Crime-as-service – separation between the groups operating/orchestrating the schemes – used to be one integrated, organized crime group. Although those still exist, this federated service aspect creates another challenge since the hackers aren’t necessarily tied to the money mules who don’t really interact with those calling the shots. But everyone’s getting paid, and that’s why the financial trail and tracing components become critical.
Q: How could advanced location signals beyond IP – device fingerprinting, for example – help improve the financial sector’s fraud detection capabilities?
A: I think there’s a great benefit to the financial sector in partnering with third-party companies to develop and institute advanced location signaling. Many marketing companies and other affiliated businesses are already using these tools. Whether it’s geolocation data via opt-in applications or embedded metadata in photos (such as a remote check deposit) or other mechanics, advanced location signaling provides another critical data point that gives insight into the legitimacy and validity of transactions. Additionally, knowing that certain foreign adversaries may present increased threats would allow the ability to block any specific locations or to prevent transactions from occurring when hiding beyond anonymous technology, such as VPNs, Tor, and relayed proxies.
Q: What are the most common types of financial crime impacting the financial sector?
A: Our mission is to conduct the best and most effective investigations across our priority areas – tax evasion, identity theft, money laundering, organized crime, narcotics, terrorism financing, and cyber. For all those areas, there is a demand for traditional finance. Even in this increased crypto-environment, criminals still need exchanges and off-ramp capabilities.

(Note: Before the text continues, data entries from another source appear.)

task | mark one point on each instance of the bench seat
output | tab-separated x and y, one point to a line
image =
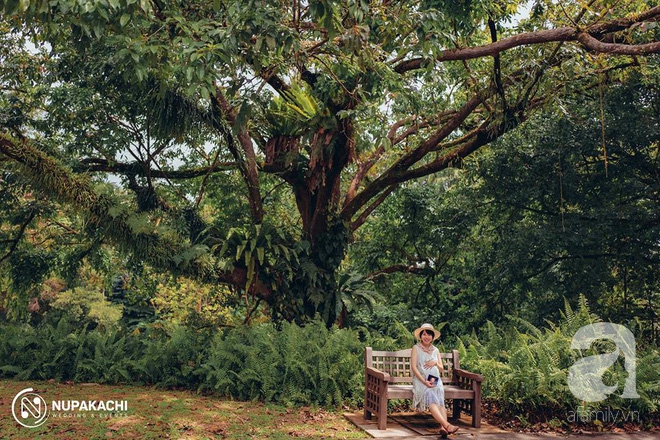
388	376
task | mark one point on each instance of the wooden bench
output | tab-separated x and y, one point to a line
388	376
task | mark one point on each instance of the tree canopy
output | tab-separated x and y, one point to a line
245	142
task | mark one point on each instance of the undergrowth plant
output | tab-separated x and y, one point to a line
525	369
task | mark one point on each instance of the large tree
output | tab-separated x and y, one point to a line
299	117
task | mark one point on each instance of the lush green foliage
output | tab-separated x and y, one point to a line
291	365
180	136
526	368
544	215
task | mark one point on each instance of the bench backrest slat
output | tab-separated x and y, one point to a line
397	364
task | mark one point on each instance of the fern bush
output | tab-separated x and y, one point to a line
293	365
526	368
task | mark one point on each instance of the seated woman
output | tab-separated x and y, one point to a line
428	392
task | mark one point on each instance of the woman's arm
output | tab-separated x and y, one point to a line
441	367
413	365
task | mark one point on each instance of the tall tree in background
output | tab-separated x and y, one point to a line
567	207
252	138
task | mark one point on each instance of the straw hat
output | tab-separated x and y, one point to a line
436	333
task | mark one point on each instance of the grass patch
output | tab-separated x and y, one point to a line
157	414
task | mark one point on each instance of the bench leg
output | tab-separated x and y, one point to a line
457	409
382	423
476	414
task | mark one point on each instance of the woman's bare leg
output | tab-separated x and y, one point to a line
439	413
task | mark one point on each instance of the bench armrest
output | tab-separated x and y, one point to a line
470	376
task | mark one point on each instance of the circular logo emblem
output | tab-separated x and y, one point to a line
29	409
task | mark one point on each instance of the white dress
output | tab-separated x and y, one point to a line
424	396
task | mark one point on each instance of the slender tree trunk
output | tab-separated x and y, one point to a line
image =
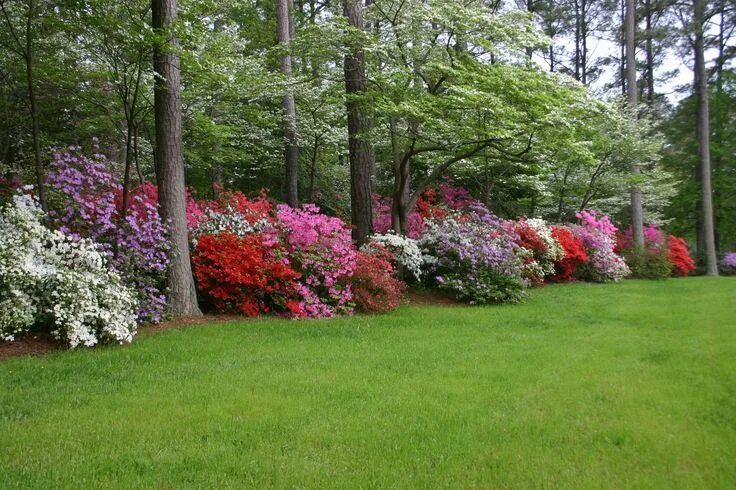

At IRS-CI, we still see a great deal of money laundering across all aspects of fraud. This impacts the financial sector and puts more emphasis on proper Know Your Customer (KYC) and anti-money laundering (AML) components to ensure proper transactional activity. The ability of criminals to create fictitious entities, synthetic IDs and mask beneficial ownership creates a significant challenge to understand who is really behind the transactions.
To Keep Crypto from Criminals, Lawmakers Must Regulate and Collaborate
Cryptocurrency has become another mechanism used for tax evasion and laundering – but it’s not the main one. There’s a ton of legitimate use for crypto, and it provides great solutions for the financial industry, healthcare, data, and investments. But it’s important the proper framework and controls exist to prevent the use of crypto for illicit activities.
As crypto becomes more mainstream, we need to ensure adequate tax compliance and AML practices are in place. Efforts from organizations like OECD, FATF and others continue to make progress in AML, information reporting and controls over exchanges and money services businesses (MSBs). This will be crucial to compliance and stopping threats of illegal activity within this space.
The challenge occurs when exchanges have the ability to set up anywhere in the world, and sometimes within certain countries that provide lenient laws or little regulation, which allow ease of entry. From a law enforcement standpoint, we are hopeful that governments, global agencies and regulators can work together to provide some framework to capture the majority of activity in this space. This would force the criminal activity into a corner – and we would know where to look.